In the case of a missing dog, the wardens will take the provided information and attempt to make a catch. If unsuccessful, they’ll notify the owners of the dog’s last known location. The wardens can use traps, Coil said, provided that the dog has first been confined to a specific, small area.
“If the dog is constantly moving, there’s no sense in putting a trap out because we’re going to catch everything else but the dog,” Coil said, noting a previous case example wherein the wardens couldn’t use traps because other residents kept scaring the dog and making it move locations.
Failure to control is the most frequent citation, Coil said, adding that initial citations can run individuals up to $100 and climb for subsequent citations, depending on the courts.
Of the three wardens, only Coil is currently able to handle dogs, as one assistant recovers from an injury and the other finishes family leave time. Between that and the other responsibilities as a warden, Coil will take calls as soon as he’s able. Coil said he runs about 32 cases a month on average, with another 10 or 12 off-duty cases.
Though some — perhaps dissatisfied with the wardens’ response times — might be inclined to take dog catching into their own hands, Coil said, it’s imperative that they leave it to the wardens, who are sworn officers, have received on-the-job training and possess the proper tools for the work, like catch poles and traps.
Someone without the proper tools can cause more harm than good, Coil said, noting that if a person is bitten, the dog will receive a mark on its bite record, which by law must be shared whenever the dog is adopted or transferred ownership. Dogs that bite must also be quarantined at the kennel for 10 days, a time that can be mentally taxing for the dog, Coil said.
Coil recalled a case wherein someone coaxed a loose dog into his or her car, at which point the dog would not let the person back in. That made the rescue more difficult for Coil, who then had to maneuver through carseats to make the catch.

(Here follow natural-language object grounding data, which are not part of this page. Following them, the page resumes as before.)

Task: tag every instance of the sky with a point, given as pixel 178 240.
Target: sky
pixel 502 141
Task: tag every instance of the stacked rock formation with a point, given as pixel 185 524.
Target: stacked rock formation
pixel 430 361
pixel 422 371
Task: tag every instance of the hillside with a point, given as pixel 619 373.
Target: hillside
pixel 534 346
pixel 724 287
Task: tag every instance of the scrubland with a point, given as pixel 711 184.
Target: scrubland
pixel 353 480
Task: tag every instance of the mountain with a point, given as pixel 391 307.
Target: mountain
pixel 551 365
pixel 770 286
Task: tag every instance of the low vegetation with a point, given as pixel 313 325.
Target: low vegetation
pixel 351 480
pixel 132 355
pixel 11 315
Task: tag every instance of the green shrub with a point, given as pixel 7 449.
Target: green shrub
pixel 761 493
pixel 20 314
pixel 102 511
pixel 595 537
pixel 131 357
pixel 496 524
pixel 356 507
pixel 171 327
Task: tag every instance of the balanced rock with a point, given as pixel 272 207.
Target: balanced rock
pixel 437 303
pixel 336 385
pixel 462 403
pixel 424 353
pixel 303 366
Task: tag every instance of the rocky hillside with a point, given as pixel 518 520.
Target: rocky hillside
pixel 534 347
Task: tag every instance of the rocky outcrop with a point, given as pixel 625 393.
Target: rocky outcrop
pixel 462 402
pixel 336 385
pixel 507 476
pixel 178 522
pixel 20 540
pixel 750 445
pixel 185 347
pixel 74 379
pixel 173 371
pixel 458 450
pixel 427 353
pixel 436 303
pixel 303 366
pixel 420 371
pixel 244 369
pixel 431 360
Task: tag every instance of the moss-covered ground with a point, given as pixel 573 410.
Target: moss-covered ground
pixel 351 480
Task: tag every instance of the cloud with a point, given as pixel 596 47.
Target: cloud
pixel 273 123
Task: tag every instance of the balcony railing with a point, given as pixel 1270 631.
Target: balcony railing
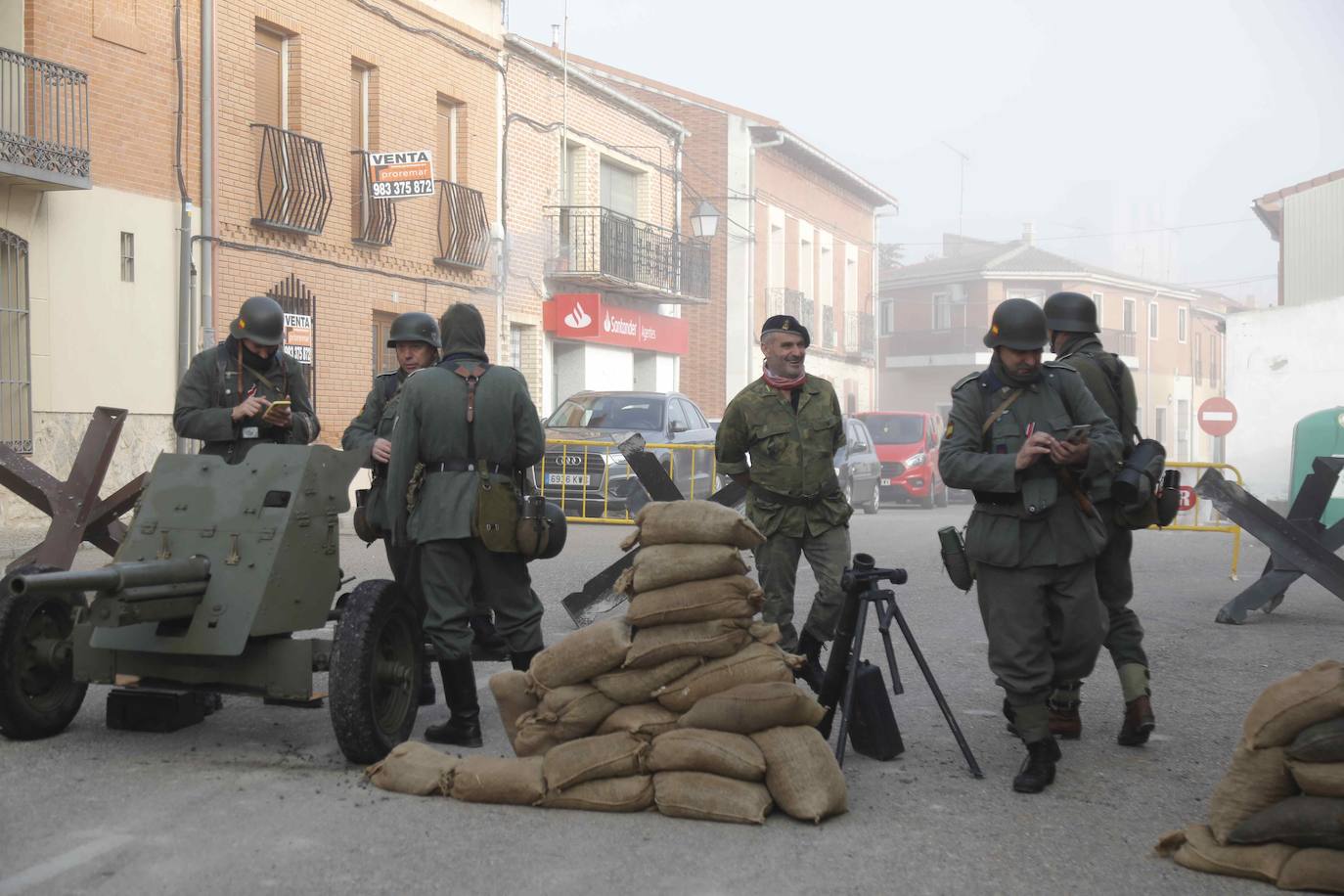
pixel 464 231
pixel 293 193
pixel 374 219
pixel 43 122
pixel 624 254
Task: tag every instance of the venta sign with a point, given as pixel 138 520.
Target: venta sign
pixel 582 316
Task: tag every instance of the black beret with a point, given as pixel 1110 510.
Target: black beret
pixel 785 324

“People are trying to help, but the best thing they can do is contact us,” Coil said, noting that the wardens are required by law to respond to every call. “We do our best to answer every call as they come in. If we’re busy and can’t answer, we’ll get to it the next business day.”
Coil said he will occasionally call complainants back and respond while he’s off duty to make sure a dog is not running and actively causing trouble. The wardens also have an after-hours service only for emergency calls — if the dog is acting aggressively, running on a major roadway, injured or caught by someone else. Those off-duty responses amount to overtime hours, Coil said, which the wardens try to mitigate as much as possible.
Based on the current staff situation, Coil said, the wardens are more reactive than proactive, but there are plans to do more patrols when possible.
Coil himself has always loved dogs. A self-proclaimed “stickler” on responsible pet ownership, Coil served 21 years in the Air Force Security Forces as a K-9 handler and kennel master. His advice to dog owners is to ensure their dogs are registered with the county and their kennels are properly insulated and have fresh food and water.
“I like working with the dogs the most,” Coil said. “There are some good dogs out there that deserve better than what they have.”
Coil said that individuals are welcome to ask him questions by calling the shelter.